Folks in the community really responded to the project, so it’s no surprise that so many were collected. But looking at the sheer volume of bottle caps, and realizing that’s probably only a fraction of the number that were used in Suffolk in that six-week period, it’s easy to understand why the overuse of plastic and its tendency to pollute the environment are major concerns.

The partnership between Keep Suffolk Beautiful, the Suffolk Art League, the Suffolk Art Gallery and Suffolk Public Schools — which provided art teachers and students to create the mosaic — turned out to be a beautiful partnership that resulted in a stunning mosaic, and it’s sure to have kept more than a few bottle caps out of the landfill and out of our environment, including our precious Nansemond River.
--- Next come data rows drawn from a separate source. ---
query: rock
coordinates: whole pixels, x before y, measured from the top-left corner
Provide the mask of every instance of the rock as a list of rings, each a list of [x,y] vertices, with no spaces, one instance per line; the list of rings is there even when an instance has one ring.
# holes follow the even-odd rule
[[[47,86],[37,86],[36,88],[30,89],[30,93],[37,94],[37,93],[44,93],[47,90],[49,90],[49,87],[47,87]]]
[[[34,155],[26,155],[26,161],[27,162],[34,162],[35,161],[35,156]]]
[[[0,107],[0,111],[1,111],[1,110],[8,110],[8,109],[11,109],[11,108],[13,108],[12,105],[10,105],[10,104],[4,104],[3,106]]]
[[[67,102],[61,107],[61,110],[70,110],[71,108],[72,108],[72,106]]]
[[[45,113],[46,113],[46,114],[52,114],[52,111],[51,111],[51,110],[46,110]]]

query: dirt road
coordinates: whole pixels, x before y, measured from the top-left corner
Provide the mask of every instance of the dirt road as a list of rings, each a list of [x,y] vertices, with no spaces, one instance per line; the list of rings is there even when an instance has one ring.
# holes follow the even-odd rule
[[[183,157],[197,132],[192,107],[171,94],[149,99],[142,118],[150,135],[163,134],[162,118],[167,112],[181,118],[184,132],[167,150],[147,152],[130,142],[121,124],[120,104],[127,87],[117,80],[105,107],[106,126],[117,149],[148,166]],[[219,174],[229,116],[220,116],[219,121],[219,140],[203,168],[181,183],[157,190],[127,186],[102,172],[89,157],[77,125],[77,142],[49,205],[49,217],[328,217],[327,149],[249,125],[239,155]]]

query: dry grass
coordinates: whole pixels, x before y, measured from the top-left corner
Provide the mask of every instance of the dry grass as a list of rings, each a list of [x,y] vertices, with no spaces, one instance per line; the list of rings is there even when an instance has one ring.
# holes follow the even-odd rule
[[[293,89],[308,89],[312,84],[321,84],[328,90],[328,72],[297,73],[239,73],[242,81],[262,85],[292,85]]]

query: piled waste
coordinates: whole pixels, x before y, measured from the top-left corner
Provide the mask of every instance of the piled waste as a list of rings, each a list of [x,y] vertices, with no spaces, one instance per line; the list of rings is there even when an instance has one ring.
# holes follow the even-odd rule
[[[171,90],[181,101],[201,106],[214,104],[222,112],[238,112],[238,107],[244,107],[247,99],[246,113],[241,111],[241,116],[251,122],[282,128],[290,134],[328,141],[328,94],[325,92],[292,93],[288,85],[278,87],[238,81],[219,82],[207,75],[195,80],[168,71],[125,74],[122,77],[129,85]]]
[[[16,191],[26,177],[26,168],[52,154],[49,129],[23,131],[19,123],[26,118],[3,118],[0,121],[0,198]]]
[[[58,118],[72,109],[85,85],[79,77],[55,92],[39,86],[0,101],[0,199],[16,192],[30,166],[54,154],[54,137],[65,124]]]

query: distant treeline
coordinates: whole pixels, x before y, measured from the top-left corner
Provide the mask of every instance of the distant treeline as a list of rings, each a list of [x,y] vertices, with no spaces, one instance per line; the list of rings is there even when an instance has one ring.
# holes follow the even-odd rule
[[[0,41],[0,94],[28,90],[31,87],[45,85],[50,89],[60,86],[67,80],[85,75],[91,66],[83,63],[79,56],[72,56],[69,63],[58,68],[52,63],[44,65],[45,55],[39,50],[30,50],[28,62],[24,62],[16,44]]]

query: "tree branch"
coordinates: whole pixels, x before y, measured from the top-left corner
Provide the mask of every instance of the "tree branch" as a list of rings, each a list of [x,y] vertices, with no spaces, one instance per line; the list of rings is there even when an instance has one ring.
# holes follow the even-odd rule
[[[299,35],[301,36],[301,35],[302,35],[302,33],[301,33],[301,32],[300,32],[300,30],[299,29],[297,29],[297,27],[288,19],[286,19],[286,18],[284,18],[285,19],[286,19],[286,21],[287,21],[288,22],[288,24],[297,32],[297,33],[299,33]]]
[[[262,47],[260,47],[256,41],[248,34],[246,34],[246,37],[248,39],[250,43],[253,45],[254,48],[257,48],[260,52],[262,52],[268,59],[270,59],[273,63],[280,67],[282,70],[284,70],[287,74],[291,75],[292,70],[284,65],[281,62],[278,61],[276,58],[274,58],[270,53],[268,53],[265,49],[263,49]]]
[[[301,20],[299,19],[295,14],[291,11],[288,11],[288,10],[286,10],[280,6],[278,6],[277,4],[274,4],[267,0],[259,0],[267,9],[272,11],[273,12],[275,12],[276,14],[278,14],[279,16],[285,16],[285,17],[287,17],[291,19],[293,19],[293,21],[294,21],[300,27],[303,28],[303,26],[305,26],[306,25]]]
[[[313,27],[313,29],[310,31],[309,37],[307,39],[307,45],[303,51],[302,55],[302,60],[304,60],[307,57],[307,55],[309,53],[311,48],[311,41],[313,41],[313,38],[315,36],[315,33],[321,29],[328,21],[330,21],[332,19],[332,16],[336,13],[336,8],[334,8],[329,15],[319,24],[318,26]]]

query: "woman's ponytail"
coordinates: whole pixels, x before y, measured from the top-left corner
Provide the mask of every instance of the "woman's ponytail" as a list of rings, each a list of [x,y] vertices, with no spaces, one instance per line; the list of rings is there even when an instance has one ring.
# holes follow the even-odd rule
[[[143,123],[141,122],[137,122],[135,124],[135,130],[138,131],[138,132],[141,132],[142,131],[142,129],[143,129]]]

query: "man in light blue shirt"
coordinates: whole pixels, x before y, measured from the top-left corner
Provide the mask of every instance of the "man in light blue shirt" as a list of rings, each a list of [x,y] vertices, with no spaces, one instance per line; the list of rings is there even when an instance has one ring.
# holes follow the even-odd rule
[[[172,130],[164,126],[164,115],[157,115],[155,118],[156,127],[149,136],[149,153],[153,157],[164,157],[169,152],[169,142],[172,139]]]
The Green Education Foundation has a number of tips to help you reduce your consumption of plastic:

  • Stop using plastic straws, even in restaurants. If a straw is a must, purchase a reusable stainless steel or glass straw.
  • Use reusable grocery bags. A single plastic bag can take 1,000 years to degrade.
  • Give up gum. Gum is made of a synthetic rubber, also known as plastic.
  • Buy boxes instead of bottles. Often, products like laundry detergent come in cardboard which is more easily recycled than plastic.
  • Purchase food like cereal, pasta and rice from bulk bins and fill a reusable bag or container.
  • Reuse containers for storing leftovers or shopping in bulk.
  • Use a reusable bottle or mug for your beverages, even when ordering from a to-go shop.
  • Bring your own container for take-out or your restaurant doggy-bag.
  • Use matches instead of disposable plastic lighters or invest in a refillable metal lighter.
  • Avoid buying frozen foods, because their packaging is mostly plastic. Even those that appear to be cardboard are coated in a thin layer of plastic.
  • Don’t use plasticware at home, and be sure to request restaurants do not pack them in your take-out box.
  • Ask your local grocer to take your plastic containers for small produce back. If you shop at a farmers’ market, they can refill it for you.
  • The EPA estimates that 7.6 billion pounds of disposable diapers are discarded in the United States each year. Use cloth diapers.
  • Make fresh squeezed juice or eat fruit instead of buying juice in plastic bottles.
  • Make your own cleaning products to eliminate the need for multiple plastic bottles of cleaner.
  • Pack your lunch in reusable containers and bags. Also, opt for fresh fruits and veggies and bulk items instead of products that come in single-serving cups.
  • Use a razor with replaceable blades instead of a disposable razor.